A committee of physicians screened potential patients by strict medical criteria. Medically suitable candidates were then further reviewed by an anonymous lay committee which decided who would get treatment. This difficult decision was based on medical and financial criteria, the perceived ability to adjust to dialysis, family status and the patient’s potential contribution to or burden on society. This committee was active until 1971.

"They intended it to be average citizens and they evaluated the person on things like what kind of contribution they would make in society," said Linda Sellers, public relations manager at NKC. "That was the birth of bioethics, the study and the field of bioethics. Once people started talking about that allocation it became a philosophical discipline to study."

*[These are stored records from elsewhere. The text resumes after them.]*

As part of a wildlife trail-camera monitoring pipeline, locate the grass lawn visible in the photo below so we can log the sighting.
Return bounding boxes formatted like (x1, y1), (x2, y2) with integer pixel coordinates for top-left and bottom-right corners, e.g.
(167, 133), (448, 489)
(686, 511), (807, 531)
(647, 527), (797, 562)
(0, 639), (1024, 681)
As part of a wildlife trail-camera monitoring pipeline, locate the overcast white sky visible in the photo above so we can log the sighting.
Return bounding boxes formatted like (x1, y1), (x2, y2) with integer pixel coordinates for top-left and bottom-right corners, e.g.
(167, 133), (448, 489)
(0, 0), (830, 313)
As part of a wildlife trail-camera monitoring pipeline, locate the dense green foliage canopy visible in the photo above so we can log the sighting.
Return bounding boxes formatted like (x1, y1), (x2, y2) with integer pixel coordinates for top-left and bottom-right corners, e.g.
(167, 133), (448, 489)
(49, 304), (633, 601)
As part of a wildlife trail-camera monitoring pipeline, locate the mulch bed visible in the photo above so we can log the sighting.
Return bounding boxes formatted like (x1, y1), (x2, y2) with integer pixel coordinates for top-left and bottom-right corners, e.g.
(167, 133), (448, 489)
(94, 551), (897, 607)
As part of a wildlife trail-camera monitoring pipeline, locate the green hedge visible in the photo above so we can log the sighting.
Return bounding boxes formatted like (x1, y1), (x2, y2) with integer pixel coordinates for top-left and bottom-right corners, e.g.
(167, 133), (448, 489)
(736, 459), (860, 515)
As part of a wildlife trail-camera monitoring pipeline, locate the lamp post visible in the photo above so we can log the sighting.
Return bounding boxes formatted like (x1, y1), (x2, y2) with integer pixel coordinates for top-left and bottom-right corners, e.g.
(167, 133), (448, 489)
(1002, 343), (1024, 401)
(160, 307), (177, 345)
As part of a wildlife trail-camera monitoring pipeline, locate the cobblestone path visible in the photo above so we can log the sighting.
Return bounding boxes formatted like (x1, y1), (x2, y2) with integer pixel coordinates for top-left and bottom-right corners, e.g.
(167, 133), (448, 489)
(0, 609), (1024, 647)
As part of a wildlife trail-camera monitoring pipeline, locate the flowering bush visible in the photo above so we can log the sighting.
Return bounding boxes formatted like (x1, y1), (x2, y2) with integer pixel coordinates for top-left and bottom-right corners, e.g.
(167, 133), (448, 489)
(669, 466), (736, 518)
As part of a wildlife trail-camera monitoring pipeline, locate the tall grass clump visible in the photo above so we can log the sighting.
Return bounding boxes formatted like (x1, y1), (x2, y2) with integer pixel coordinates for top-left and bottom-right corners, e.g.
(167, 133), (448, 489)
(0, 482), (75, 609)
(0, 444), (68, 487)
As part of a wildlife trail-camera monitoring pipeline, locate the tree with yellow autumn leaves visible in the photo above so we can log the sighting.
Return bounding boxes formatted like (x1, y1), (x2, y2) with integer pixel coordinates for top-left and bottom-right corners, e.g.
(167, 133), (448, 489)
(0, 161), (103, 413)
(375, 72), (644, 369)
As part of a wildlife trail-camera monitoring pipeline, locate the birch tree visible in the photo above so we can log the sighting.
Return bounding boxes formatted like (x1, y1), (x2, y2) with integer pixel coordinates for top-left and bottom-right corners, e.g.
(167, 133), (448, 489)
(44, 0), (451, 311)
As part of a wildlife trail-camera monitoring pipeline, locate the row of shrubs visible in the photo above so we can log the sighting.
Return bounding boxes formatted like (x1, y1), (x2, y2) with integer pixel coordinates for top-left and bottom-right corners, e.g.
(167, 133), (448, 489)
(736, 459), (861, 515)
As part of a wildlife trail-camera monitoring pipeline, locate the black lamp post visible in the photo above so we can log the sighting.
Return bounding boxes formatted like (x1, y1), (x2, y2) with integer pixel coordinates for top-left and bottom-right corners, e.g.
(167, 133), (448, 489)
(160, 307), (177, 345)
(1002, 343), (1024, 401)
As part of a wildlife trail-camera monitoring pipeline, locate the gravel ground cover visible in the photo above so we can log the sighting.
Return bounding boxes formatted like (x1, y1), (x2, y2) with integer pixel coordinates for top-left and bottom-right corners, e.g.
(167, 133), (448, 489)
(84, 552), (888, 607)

Those were the political highlights of that era. One of the most important highlights that came out around that time was the possibility of home therapies.

Home hemodialysis (HHD) was developed in Boston, Seattle and London on 1964, primarily to save costs at a time when dialysis treatment was not funded by private insurance or other resources. Once HHD was shown to be effective and safe at the University of Washington Hospital program the SAKC started a HHD program in 1966. By 1973, HHD, usually three times a week and often overnight, was being used by almost 40 percent of the 10,000 or so dialysis patients in the United States and by 90 percent of the SAKC patients.

When the Medicare ESRD Program began, it was entitlement program meaning that almost everyone in the United States who developed kidney failure was entitled to treatment. As a result, the dialysis patient population started to increase rapidly and to change as it began to include many older patients and more patients with kidney failure due to diabetes.